Pictured above is significant tree damage after the Great New England Hurricane hit Keene, New Hampshire, in 1938.

Pictured above is significant tree damage after the Great New England Hurricane hit Keene, New Hampshire, in 1938.

The Great New England Hurricane of 1938 slammed southern New England and Long Island on Sept. 21 about 80 years ago, and was known as the most destructive hurricane of the 20th century in the region.

Originally a tropical cyclone that developed in the eastern Atlantic, the hurricane was set to hit southern Florida, which prompted many citizens to board up their homes and stock up on supplies. Suddenly, the storm turned around and began to head for the eastern seaboard, however, and considering New England hadn’t been hit by a large hurricane in well over a century, many didn’t believe it was actually coming, including the chief weather forecaster of the U.S. Weather Bureau.

Without access to radar, radio buoys or satellite imagery to track the unnamed storm, it was impossible to warn anybody that it was coming. Eventually, the U.S. Weather Bureau learned it was a Category 3 storm, but at that point, it was much too late to warn anyone.

As the sky blackened and the wind began to gust in Long Island, people were still aboard boats at sea and others were laying out on the beach, not prepared for what was about to come.

At 2:30 p.m. on the 21st, at high tide unfortunately, water started swallowing homes, destroying 150 in Westhampton alone. Fifty of those homes were pulled entirely into the ocean, people on land were drowning from the flooding and as trees were falling and electrical lines were toppling over, more and more people were dying.

At 4 p.m., the storm hit Connecticut, completely washing out roads and causing a fire that rapidly spread from the 100 mph winds. After burning away much of the business district in New London, Connecticut, it passed into Rhode Island as the winds increased to 120 mph. At yacht clubs and marinas, fleets of boats were demolished.

As 5 p.m. approached, Providence was submerged in more than 13 feet of water, and the storm was so strong that even people were washed away into the storm.

Across to Massachusetts and Canada, the hurricane caused significant flooding and damage, but by night of the 21st, the hurricane dissolved.
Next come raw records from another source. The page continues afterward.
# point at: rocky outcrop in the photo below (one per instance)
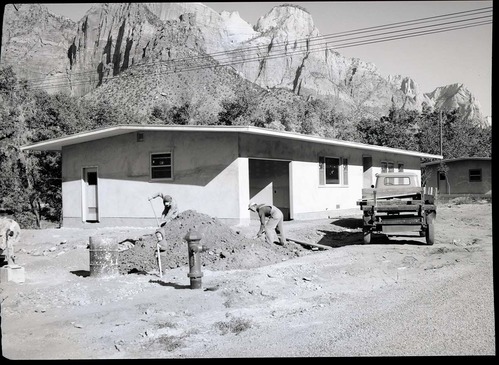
(457, 96)
(284, 50)
(35, 43)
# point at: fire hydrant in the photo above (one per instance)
(194, 247)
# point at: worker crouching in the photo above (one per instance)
(271, 222)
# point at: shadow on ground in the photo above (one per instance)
(340, 239)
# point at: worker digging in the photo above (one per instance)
(271, 221)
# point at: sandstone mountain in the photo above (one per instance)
(142, 54)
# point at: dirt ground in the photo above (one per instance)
(396, 296)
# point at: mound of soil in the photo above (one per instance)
(226, 248)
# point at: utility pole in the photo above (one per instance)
(441, 141)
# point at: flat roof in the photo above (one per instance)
(458, 159)
(56, 144)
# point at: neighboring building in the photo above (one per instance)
(460, 176)
(108, 174)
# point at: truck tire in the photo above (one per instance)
(430, 228)
(366, 233)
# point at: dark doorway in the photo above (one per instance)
(269, 183)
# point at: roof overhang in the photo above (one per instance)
(57, 144)
(457, 159)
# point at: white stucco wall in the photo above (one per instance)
(207, 177)
(211, 176)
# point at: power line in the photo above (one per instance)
(309, 45)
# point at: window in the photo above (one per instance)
(333, 171)
(398, 181)
(161, 165)
(387, 166)
(475, 175)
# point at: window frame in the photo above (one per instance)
(342, 171)
(479, 175)
(151, 167)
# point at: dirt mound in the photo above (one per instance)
(226, 248)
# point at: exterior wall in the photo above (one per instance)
(210, 175)
(458, 177)
(309, 199)
(205, 164)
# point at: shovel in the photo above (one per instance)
(157, 245)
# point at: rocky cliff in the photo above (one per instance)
(163, 41)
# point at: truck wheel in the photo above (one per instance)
(367, 236)
(430, 229)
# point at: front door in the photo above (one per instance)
(90, 195)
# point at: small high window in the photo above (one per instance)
(161, 165)
(475, 175)
(333, 171)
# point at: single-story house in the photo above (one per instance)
(458, 176)
(109, 173)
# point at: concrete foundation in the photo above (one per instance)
(14, 273)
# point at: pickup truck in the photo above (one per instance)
(397, 204)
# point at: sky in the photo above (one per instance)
(458, 56)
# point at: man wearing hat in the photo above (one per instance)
(170, 210)
(270, 226)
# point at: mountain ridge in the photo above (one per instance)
(277, 53)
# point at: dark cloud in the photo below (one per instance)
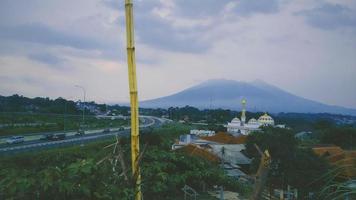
(161, 33)
(330, 16)
(42, 34)
(249, 7)
(47, 59)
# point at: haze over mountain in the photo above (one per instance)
(260, 96)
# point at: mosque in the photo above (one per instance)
(240, 127)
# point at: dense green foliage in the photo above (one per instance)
(290, 165)
(343, 136)
(75, 172)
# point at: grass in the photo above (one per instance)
(28, 123)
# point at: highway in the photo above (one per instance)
(33, 142)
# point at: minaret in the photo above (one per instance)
(243, 113)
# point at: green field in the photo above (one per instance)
(82, 172)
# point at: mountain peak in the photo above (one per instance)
(260, 96)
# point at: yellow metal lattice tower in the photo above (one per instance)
(135, 144)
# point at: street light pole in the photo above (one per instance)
(84, 94)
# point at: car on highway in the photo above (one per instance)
(80, 132)
(55, 136)
(107, 130)
(15, 140)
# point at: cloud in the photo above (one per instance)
(330, 16)
(47, 58)
(182, 25)
(43, 34)
(249, 7)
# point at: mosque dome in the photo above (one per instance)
(235, 120)
(252, 121)
(266, 120)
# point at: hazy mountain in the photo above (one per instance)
(260, 96)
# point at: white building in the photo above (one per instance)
(240, 127)
(202, 132)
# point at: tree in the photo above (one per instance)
(290, 164)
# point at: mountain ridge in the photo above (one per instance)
(227, 94)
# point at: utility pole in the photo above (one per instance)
(135, 144)
(84, 94)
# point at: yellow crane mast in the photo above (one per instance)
(135, 144)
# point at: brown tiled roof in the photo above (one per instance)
(328, 151)
(226, 138)
(345, 160)
(197, 151)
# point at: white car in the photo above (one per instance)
(15, 140)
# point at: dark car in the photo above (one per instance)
(107, 130)
(59, 136)
(80, 132)
(56, 136)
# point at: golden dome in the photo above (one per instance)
(266, 120)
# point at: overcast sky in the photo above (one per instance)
(307, 47)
Hale building on the Keene State College campus was crushed by fallen trees during the hurricane in 1938, This photo is from Striving, a Keene State College book published in 1984 and written by James G. Smart.
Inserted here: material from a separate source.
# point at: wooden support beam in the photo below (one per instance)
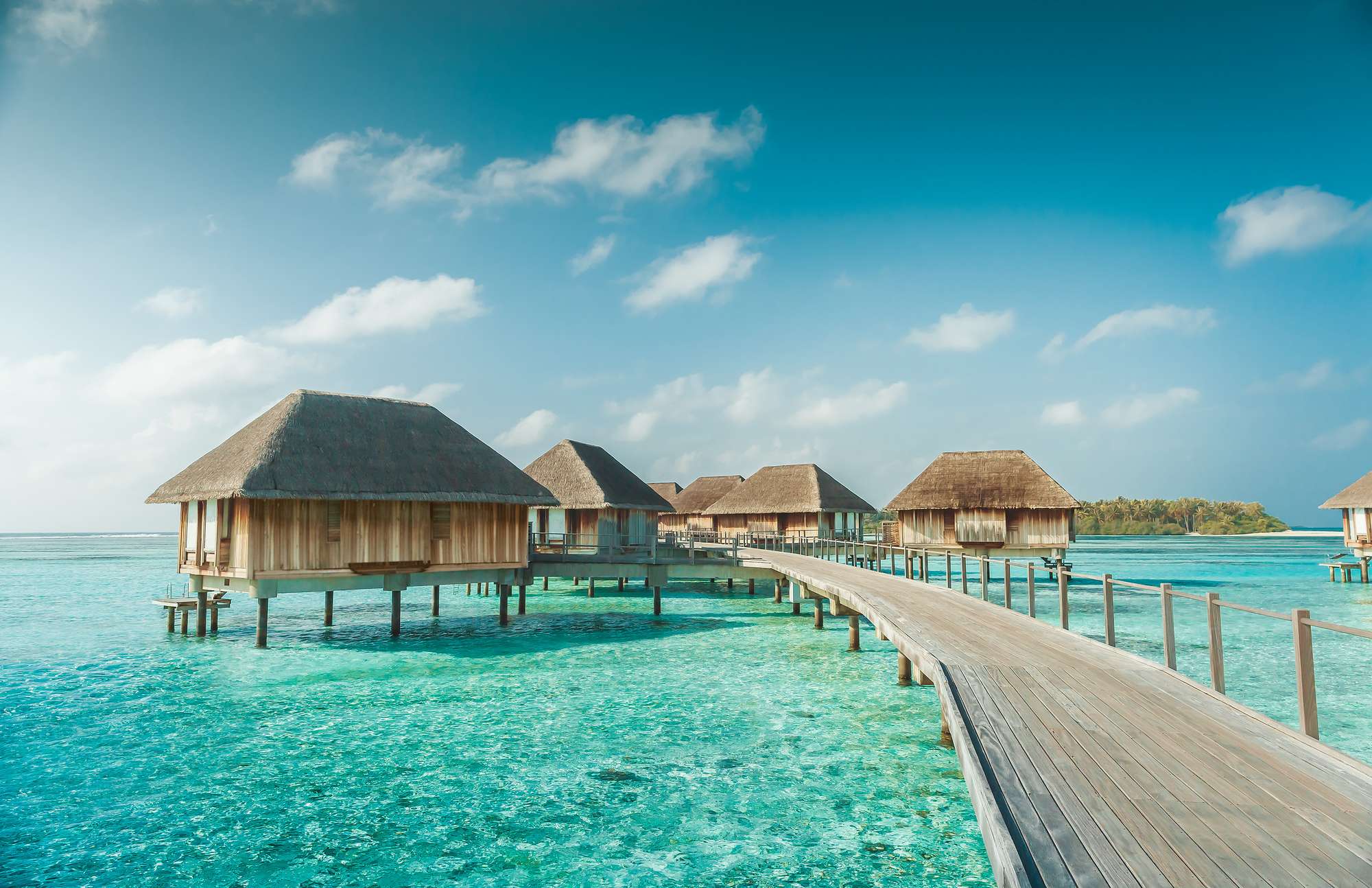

Hale building on the Keene State College campus was crushed by fallen trees during the hurricane in 1938, This photo is from Striving, a Keene State College book published in 1984 and written by James G. Smart.

Overall, 700 people were killed and another 700 suffered from injuries of all kinds. About 9,000 homes and buildings were destroyed, another 15,000 were damaged and 3,000 ships were destroyed as well, according to history.com. The total damages added up to $18 billion.
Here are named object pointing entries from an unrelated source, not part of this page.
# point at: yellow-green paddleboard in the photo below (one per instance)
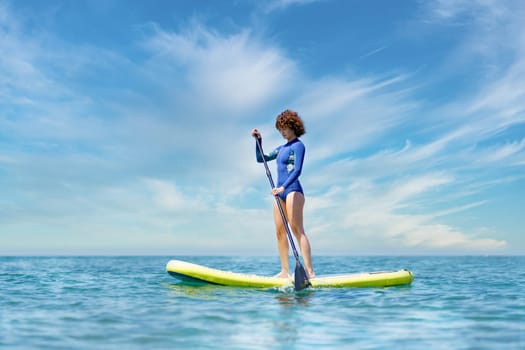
(189, 271)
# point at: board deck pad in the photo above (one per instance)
(193, 272)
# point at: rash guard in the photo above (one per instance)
(290, 157)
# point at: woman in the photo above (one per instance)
(289, 158)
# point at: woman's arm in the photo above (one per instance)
(299, 151)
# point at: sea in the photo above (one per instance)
(454, 302)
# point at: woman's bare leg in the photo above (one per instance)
(282, 240)
(294, 208)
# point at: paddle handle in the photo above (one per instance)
(277, 201)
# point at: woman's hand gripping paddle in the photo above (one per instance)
(301, 278)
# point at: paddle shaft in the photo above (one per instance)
(277, 201)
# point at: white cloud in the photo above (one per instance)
(236, 73)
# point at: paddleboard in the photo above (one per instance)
(187, 271)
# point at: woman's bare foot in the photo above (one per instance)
(282, 274)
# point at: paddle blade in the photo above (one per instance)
(301, 279)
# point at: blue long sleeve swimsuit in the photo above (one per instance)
(290, 157)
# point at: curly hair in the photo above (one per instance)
(290, 119)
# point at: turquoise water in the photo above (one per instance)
(132, 303)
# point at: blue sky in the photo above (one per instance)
(125, 125)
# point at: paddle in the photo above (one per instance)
(301, 279)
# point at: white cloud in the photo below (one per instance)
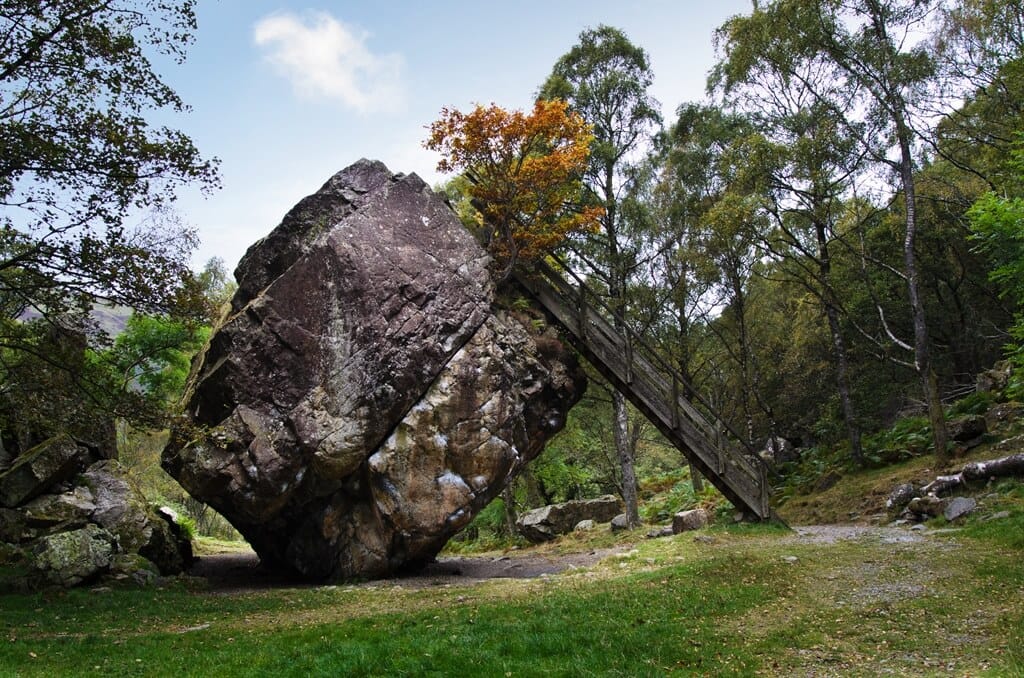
(325, 58)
As of late, three hurricanes have made their way across the United States, destroying almost everything in their path.

Hurricane Harvey was labeled a Category 4 hurricane, and produced winds up to 130 mph. In all, Harvey dropped 40-52 inches of rainfall in both Texas and Louisiana and broke all tropical cyclone rain records in the continental U.S. From August 26-30, Harvey moved incredibly slow, causing catastrophic flooding, damages and fatalities to people in the affected areas.

Hurricane Irma just recently passed through Florida, Hurricane Jose is making his way towards the East Coast and Hurricane Maria is said to intensify into a Category four hurricane and hit the Leeward Islands over the next few days; it’s safe to say it’s hurricane season.

As we remember the catastrophic Great New England Hurricane of 1938 and continue to watch and hear of those significantly affecting states across the country, it is important to stay up-to-date on weather information and evacuate if need be.